If, under normal condition, healthcare workers had a lot of slack, facilities were underused, and pay was higher, the situation wouldn’t be so grave. (wasn’t there an Ask HN thread the other day where many self-reported reviving cushy pay for only doing 2-8h of actual work in a given week, and others responding with how that’s all good?)
It's a question mainly used in a form or another by covid deniers to first shift the blame for hospitals saturation from the covid infection rate to government's downsizing of our health infrastructure and then to claim this downsizing is the main and only reason for hospitals saturation “so covid is not responsible for hospital saturation, see ? so let's stop the vaccine madness".
Whatever our hospital capacity is or should be or was it's not enough now to handle the situation.
If it was enough 2 years ago then we'd still be facing health worker's fatigue.
It gets worse though, you can 'overclock' your healthcare system in a time of crisis, but that leads to burning out your machines, and thus ending up with less capacity afterwards. Generally the west has run our healthcare systems beyond 100% for nearly 2 years, and that means capacity has actually decreased. All the money in the world won't fix that in a short time - indeed it can make it worse in some cases (If you gave a nurse $1m to work 16 hour shifts for the 30 days, he would, and then he'd likely quit)
If you want to improve your healthcare situation, you need to go back in time 10 years and get more people training to work in healthcare. That means fewer people working in advertising or other key parts of the economy.
I see what you did there :).
Anyway, ~10 years ago I considered moving back to school for a nurse degree. I didn't and one of the reason was that I had not enough energy in me to fight for the degree and to fight the social and welfare system for the right to do it. Edit: It's a key part of the society and the promise of fulfilling rewards is great but the system doesn't like you. It glorifies your pain.

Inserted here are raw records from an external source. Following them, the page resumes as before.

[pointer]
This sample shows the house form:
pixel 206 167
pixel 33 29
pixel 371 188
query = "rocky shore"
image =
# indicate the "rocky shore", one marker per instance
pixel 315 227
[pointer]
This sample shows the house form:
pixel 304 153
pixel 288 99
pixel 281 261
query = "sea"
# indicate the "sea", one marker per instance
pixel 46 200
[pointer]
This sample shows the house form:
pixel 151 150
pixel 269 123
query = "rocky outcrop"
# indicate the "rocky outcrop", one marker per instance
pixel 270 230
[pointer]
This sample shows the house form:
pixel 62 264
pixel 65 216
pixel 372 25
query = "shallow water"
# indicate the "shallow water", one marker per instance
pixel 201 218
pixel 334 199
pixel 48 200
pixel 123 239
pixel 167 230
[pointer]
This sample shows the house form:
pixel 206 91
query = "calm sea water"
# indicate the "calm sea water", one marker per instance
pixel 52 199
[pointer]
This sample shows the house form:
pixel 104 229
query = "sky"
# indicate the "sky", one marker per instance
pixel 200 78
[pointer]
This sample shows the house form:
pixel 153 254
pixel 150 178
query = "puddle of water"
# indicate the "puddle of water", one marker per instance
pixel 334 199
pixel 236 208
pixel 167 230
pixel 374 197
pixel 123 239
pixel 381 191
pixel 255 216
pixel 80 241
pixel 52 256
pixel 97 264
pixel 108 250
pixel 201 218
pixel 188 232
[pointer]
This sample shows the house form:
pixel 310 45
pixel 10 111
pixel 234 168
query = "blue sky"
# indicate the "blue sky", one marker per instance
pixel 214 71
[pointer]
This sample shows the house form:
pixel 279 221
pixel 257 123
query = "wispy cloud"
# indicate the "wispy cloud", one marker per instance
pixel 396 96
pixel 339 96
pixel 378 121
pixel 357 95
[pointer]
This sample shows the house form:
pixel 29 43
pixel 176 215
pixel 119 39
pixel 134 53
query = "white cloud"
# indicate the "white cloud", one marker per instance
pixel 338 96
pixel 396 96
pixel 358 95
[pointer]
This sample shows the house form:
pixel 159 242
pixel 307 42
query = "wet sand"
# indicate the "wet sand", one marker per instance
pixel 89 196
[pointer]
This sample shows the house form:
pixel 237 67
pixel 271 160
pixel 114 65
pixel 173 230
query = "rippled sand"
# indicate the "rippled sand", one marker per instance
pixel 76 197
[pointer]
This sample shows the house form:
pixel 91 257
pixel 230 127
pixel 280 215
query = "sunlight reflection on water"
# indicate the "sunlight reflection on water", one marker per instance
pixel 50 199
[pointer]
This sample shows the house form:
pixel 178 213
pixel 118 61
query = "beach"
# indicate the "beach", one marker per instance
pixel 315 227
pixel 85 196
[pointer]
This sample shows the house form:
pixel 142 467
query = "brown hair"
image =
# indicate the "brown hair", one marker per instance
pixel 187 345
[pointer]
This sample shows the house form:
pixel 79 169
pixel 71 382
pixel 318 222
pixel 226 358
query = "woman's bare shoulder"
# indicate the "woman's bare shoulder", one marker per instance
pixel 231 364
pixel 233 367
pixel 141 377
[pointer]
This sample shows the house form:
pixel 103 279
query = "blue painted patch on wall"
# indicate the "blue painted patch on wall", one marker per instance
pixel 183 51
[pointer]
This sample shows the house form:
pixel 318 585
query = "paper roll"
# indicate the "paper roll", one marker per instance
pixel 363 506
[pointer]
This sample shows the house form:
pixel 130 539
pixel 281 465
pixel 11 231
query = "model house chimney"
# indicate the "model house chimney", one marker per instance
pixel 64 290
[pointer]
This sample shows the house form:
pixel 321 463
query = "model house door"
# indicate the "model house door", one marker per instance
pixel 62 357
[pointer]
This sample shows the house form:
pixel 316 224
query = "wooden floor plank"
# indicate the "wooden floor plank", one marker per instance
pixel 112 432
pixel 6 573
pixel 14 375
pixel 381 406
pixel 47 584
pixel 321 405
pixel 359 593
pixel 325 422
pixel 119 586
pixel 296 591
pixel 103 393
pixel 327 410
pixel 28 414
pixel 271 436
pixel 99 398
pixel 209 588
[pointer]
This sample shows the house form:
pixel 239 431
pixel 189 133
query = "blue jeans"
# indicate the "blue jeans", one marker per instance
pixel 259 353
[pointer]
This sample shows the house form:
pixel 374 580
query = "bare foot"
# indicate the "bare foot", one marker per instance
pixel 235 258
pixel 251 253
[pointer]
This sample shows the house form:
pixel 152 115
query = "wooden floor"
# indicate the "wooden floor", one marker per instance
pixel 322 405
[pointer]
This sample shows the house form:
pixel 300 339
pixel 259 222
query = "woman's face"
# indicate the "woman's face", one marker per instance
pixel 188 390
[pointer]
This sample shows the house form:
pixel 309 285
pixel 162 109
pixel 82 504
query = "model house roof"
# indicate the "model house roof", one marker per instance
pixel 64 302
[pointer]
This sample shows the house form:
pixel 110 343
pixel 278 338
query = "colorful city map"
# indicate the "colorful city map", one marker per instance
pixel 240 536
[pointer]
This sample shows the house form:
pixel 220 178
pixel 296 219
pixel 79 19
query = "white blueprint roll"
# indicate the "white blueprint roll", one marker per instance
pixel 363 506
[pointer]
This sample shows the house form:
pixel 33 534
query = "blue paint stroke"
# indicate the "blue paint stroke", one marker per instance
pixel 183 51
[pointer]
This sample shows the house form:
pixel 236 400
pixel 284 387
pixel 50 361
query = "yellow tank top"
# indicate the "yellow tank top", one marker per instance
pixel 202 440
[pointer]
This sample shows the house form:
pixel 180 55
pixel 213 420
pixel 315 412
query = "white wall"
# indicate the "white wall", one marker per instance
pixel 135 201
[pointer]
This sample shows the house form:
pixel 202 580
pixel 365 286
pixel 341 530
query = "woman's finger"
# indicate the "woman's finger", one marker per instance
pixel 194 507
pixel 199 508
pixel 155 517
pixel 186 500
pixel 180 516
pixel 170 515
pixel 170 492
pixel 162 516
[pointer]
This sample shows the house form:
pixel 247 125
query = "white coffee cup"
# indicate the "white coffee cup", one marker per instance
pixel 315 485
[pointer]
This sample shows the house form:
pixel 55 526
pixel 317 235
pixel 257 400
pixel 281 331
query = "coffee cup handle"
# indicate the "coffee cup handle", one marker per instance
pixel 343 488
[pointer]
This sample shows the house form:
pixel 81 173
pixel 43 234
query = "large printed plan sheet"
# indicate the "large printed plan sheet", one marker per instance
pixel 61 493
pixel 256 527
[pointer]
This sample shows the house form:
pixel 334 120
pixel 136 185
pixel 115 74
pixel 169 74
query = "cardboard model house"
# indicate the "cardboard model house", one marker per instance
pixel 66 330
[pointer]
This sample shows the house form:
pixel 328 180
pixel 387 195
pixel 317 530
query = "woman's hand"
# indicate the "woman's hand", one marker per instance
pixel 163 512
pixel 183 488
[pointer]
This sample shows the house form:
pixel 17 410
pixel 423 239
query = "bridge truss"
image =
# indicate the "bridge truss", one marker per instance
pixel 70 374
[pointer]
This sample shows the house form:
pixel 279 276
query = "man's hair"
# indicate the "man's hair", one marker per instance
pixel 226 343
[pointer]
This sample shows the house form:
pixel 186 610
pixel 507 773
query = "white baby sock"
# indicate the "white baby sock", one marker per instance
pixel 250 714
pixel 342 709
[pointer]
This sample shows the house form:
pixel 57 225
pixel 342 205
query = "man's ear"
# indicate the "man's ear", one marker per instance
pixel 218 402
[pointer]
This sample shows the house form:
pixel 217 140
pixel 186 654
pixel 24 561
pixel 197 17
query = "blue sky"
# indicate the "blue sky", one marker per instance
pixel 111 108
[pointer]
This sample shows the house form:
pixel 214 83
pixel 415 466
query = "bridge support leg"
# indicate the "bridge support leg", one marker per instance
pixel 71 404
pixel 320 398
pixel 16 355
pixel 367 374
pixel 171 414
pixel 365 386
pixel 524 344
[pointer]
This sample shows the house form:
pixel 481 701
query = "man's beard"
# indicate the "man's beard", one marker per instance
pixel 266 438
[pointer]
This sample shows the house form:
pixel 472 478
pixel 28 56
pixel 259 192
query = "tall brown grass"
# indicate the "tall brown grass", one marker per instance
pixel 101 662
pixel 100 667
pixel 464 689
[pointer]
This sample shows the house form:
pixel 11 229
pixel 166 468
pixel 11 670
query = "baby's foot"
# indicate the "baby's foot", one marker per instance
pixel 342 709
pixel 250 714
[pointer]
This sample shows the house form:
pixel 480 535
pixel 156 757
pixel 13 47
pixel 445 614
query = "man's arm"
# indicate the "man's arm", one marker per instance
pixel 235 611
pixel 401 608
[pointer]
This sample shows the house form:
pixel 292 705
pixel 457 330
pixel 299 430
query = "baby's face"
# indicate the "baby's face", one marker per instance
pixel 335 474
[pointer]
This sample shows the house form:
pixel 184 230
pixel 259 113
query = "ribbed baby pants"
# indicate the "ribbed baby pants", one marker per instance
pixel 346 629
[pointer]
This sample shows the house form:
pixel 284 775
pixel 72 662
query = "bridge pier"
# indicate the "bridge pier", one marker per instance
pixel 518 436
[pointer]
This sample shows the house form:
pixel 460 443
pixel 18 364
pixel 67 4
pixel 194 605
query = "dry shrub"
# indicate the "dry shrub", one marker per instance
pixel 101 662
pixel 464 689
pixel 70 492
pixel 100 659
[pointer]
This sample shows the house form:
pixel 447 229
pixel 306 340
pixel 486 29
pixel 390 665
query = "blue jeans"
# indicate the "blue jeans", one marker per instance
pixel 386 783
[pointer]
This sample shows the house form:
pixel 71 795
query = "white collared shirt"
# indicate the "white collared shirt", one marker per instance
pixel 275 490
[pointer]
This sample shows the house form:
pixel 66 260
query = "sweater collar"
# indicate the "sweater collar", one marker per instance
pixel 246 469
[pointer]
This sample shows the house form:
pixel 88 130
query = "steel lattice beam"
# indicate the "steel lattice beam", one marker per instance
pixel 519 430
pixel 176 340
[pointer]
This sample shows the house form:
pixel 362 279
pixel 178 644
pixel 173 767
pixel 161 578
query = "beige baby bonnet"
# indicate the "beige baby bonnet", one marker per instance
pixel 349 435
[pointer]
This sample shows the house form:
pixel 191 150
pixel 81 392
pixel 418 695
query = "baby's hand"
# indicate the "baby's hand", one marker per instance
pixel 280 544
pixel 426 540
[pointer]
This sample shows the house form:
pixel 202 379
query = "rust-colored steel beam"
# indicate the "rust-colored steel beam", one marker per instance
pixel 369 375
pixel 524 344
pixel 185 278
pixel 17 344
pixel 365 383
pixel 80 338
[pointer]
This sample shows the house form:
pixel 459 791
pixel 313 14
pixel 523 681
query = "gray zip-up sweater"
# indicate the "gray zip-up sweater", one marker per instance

That's why I don't believe most nurses and health care workers who got out will ever get back as nurses. Maybe as medical secretaries or logistics but they won't get back in the trenches.
The official reason is that they must be used to long shift, so in case of a big emergency they can work long shifts. The problem is that once the big emergency arrives, you don't have spared professionals, because you don't need them because they are overclocked in normal times.
Another reason is that the shift change is dangerous because they have a lot of info in their mind that is not transmitted to the member of the next shift. This can be solved if they log all the data in some common system, but it's difficult to convince the doctors to follow a checklist during surgery. (Pilots following checklist avoid a lot of plane crashes.) (Each time a new doctor arrives, remember to tell him/her all the relevant info, don't assume the last doctor passed the info.)
If you want to be prepared for the next pandemic, make 6 hours shift mandatory. They will have an easy time fpr the next 90 years. Health care will be more expensive. Make a good shift change procedure. Once the next pandemic arrive, you can easily overclock the staff x2, increase the pay x3 to keep them happy, and call the heroes too.
The best move is not to play, professor falcon.
At least I'd like to be not on the side of big corp interests.